Modalities

Gottman Method

The Gottman Method is a research-derived approach to couples therapy developed by Drs. John and Julie Gottman, based on 40+ years of relationship research. It identifies predictors of relationship breakdown (the Four Horsemen) and a framework for building relationship health (the Sound Relationship House).

The Gottman Method is a research-derived couples therapy approach developed by Drs. John and Julie Gottman, based on four decades of observational research at the University of Washington’s “Love Lab.” It is among the most extensively validated couples therapy frameworks in existence.

The Four Horsemen

Gottman’s research identified four communication patterns that predict relationship breakdown with over 90% accuracy when observed together. They are ranked here from least to most toxic:

  1. Criticism — attacking a partner’s character (“You always do this”) vs. making a complaint about a specific behavior (“I was frustrated when you forgot the appointment”)
  2. Defensiveness — self-protective deflection that prevents accountability (“I wouldn’t do that if you weren’t so demanding”)
  3. Stonewalling — emotional and communicative withdrawal; shutting down (often caused by emotional flooding)
  4. Contempt — treating a partner with disrespect, mockery, or superiority. Gottman’s research identifies contempt as the single strongest predictor of divorce.

The antidotes to the Four Horsemen are specific and teachable — which is why the Gottman Method can be structured into a training program rather than requiring years of open-ended therapy.
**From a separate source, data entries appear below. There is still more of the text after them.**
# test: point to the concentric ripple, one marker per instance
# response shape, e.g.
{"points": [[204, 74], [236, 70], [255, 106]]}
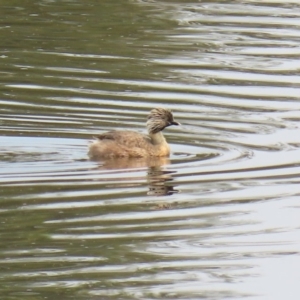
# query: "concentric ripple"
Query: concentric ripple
{"points": [[219, 219]]}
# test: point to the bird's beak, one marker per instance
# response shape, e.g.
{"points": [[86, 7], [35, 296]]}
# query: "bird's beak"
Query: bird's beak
{"points": [[175, 123]]}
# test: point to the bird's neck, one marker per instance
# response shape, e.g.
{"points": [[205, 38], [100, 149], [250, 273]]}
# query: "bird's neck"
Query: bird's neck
{"points": [[157, 138]]}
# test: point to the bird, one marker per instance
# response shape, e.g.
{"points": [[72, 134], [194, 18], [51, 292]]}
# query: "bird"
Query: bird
{"points": [[131, 144]]}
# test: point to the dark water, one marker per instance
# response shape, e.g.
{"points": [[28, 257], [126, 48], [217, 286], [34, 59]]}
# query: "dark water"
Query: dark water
{"points": [[219, 219]]}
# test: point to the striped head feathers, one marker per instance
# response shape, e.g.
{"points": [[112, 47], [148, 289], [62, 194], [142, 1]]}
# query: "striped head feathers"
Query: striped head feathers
{"points": [[159, 119]]}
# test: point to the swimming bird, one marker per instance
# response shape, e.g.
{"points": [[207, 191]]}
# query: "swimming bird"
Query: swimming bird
{"points": [[131, 144]]}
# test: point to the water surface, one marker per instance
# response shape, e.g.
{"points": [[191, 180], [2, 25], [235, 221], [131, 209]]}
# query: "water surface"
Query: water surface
{"points": [[219, 219]]}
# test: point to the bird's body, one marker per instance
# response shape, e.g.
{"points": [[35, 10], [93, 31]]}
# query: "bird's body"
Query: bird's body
{"points": [[133, 144]]}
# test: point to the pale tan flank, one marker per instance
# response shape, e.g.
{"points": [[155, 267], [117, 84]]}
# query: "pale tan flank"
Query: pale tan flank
{"points": [[133, 144]]}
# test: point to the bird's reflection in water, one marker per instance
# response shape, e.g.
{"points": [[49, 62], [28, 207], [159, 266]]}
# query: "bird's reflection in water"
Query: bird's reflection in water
{"points": [[158, 179]]}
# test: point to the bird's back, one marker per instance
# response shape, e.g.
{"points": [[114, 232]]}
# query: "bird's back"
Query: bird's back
{"points": [[125, 144]]}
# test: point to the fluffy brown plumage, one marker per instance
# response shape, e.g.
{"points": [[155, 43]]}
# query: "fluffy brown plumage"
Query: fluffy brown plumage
{"points": [[133, 144]]}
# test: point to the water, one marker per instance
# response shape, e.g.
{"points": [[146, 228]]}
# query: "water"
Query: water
{"points": [[219, 219]]}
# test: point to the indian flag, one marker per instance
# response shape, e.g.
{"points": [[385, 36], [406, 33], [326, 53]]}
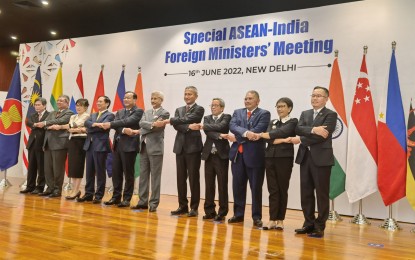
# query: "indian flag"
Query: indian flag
{"points": [[336, 103]]}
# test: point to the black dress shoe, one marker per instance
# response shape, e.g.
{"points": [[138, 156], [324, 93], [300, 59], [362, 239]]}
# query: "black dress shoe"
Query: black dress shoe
{"points": [[45, 193], [257, 223], [84, 198], [26, 191], [55, 195], [77, 195], [112, 201], [235, 219], [304, 230], [219, 218], [36, 191], [318, 233], [139, 207], [192, 213], [209, 216], [96, 201], [179, 211], [124, 204]]}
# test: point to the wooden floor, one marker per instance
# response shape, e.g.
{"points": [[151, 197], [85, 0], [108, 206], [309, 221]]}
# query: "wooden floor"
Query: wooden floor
{"points": [[33, 227]]}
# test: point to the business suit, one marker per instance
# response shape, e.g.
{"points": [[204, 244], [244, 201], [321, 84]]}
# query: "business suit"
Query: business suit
{"points": [[55, 146], [151, 157], [216, 155], [188, 147], [125, 152], [315, 156], [248, 165], [35, 168], [97, 147], [279, 159]]}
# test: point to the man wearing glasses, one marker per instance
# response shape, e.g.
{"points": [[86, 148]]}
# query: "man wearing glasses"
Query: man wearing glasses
{"points": [[315, 156]]}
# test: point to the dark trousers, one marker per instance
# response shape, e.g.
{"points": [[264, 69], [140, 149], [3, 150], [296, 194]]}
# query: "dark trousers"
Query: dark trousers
{"points": [[216, 167], [188, 166], [278, 171], [123, 168], [35, 169], [313, 177], [95, 166], [55, 169], [241, 175]]}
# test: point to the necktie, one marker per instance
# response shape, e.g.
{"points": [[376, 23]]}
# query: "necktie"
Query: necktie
{"points": [[315, 114]]}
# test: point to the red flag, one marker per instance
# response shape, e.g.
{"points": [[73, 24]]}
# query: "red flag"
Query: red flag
{"points": [[100, 91], [139, 91], [361, 173], [392, 141]]}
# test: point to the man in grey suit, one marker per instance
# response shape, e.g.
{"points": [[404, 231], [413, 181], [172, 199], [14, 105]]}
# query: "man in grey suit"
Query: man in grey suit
{"points": [[216, 155], [151, 152], [188, 147], [55, 146], [126, 146], [315, 156]]}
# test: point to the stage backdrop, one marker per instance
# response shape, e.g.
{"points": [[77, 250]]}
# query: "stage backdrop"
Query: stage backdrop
{"points": [[277, 54]]}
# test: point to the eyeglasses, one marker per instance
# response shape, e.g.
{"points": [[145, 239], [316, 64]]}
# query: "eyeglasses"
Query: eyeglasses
{"points": [[317, 96]]}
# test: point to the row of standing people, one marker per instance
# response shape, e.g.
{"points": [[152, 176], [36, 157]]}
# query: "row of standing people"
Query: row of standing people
{"points": [[250, 130]]}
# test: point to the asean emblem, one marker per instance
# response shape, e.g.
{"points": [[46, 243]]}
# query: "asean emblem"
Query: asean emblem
{"points": [[11, 117], [338, 130]]}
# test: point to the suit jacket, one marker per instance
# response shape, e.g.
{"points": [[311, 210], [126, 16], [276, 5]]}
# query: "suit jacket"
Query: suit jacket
{"points": [[253, 151], [213, 130], [187, 141], [37, 135], [277, 129], [153, 136], [130, 119], [57, 139], [321, 149], [97, 139]]}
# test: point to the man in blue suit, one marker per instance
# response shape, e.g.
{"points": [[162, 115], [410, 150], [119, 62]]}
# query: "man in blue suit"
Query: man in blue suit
{"points": [[97, 147], [247, 155]]}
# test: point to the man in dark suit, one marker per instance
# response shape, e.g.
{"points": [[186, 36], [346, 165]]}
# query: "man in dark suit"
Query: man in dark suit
{"points": [[34, 146], [55, 146], [247, 155], [315, 156], [126, 147], [188, 147], [151, 153], [97, 147], [216, 155]]}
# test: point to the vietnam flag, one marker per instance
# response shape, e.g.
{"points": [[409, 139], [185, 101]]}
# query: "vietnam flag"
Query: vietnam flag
{"points": [[361, 172], [410, 169], [392, 141], [336, 103]]}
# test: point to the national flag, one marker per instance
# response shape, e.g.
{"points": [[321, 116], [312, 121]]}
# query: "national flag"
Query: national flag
{"points": [[78, 92], [36, 92], [336, 103], [57, 90], [139, 103], [100, 91], [11, 123], [361, 172], [392, 141], [410, 169]]}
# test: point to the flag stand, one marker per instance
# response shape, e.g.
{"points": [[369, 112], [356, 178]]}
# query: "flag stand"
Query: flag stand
{"points": [[390, 223], [333, 215], [23, 185], [68, 186], [360, 219], [5, 183]]}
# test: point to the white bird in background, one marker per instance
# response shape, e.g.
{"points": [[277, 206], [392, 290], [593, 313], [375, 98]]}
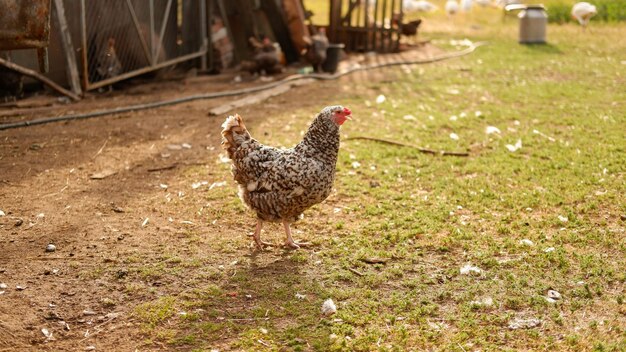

The Sound Relationship House

Gottman’s model of relationship health is organized as a nine-level structure:

  1. Build love maps (know your partner’s psychological world)
  2. Share fondness and admiration
  3. Turn toward each other (bid responses)
  4. The positive perspective
  5. Manage conflict
  6. Make life dreams come true
  7. Create shared meaning
  8. Trust
  9. Commitment

Couples therapy informed by Gottman assesses where a couple’s house has “cracks” (where the levels are weak) and targets interventions there.

Why it matters for platform selection

If a therapist advertises “Gottman Method” expertise, ask which level of Gottman training they have completed:

  • Gottman Level 1 — a two-day workshop; foundational exposure, not specialty certification
  • Gottman Level 2 — deeper clinical training; couples assessment tools
  • Gottman Level 3 — advanced practitioner; the highest certification level

OurRitual’s program is based on Gottman principles but delivered by coaches, not certified Gottman therapists. Regain and Talkspace include some Gottman-certified therapists in their pools — filter for this on their intake questionnaires.

Citations

  1. Gottman JM, Silver N. (1999). The Seven Principles for Making Marriage Work. Crown Publishers.
  2. Gottman JM. (1994). What Predicts Divorce: The Relationship Between Marital Processes and Marital Outcomes. Lawrence Erlbaum.